Kehidupan yang berpindah-pindah dari lingkungan budaya satu dengan budaya yang lain menciptakan karya SS tidak saja dipengaruhi budaya Timur, tetapi juga budaya dan kehidupan Barat. Kebudayaan ini kemudian diserap dan dihadirkan melalui karya-karyanya, baik puisi maupun cerpen. Simbolisme Timur dan Barat yang diciptan SS dapat dilihat dari karya-karyanya berupa sajak, seperti “Sajak Gadis Bali”, “Matinya Juara Judi”, “Surat Kertas Hijau”, “Wajah Tak Bernama”, “Kebun Binatang”, “Si Anak Hilang”, “The Rites of the Bali Aga”, “Malam Lebaran”. Semua itu mengidentifikasikan SS lebih dikenal sebagai seoarang penyair ketimbang seorang cerpenis atau esais.
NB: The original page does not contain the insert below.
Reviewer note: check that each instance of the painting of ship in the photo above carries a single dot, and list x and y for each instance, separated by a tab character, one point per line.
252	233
Hal ini memang cukup beralasan karena SS lebih banyak menerbitkan kumpulan sajak dibandingkan dengan kumpulan cerpen dan esai-esainya.
Karya SS yang berbentuk cerpen memang tidak produktif. Dari tahun 1956 hingga sekarang, SS hanya menerbitkan 4 kumpulan cerpen, yaitu Pertempuran dan Salju di Paris (Jakarta: Dian Rakyat, 1956, 99 halaman; berisi enam cerpen), Pangeran (Bandung: Kiwari, 1963, 78 halaman: berisi delapan cerpen), Danau Toba (Jakarta: Sinar Harapan, 1981, 56 halaman: berisi empat cerpen) dan kumpulan cerpennya yang terakhir berjudul Kisah Surat dari Legian (Jakarta: Komunitas Bambu, 2003, 86 halaman; berisi lima cerpen). Secara keseluruhan cerpen ini berjumlah duapuluhtiga cerpen.
Kumpulan cerpennya yang cukup menonjol Pertempuran dan Salju di Paris. Keduanya telah memenangkan Hadiah Sastra Nasional Badan Musyawarah Kebudayaan Nasional (BKMN) tahun 1955/1956 untuk kategori kumpulan cerpen. Disebabkan kesulitan dalam mendapatkan kumpulan-kumpulan cerpen SS, maka dari hasil rundingan antara editor dan SS dibuatlah kumpulan cerpen yang berjudul Salju di Paris (1994).
Untuk melakukan analisis dalam melihat simbolisme Timur dan Barat dalam kumpulan cerpen Salju di Paris (baca: SDP) karya SS, penulis menggunakan pendekatan semiotik yang dikemukakan oleh Charles Sanders Pierce. Diklasifikasikan berdasarkan ikon, indeks, dan simbol yang difokuskan pada kajian simbol-simbol Timur dan Barat yang terdapat dalam kumpulan cerpen tersebut.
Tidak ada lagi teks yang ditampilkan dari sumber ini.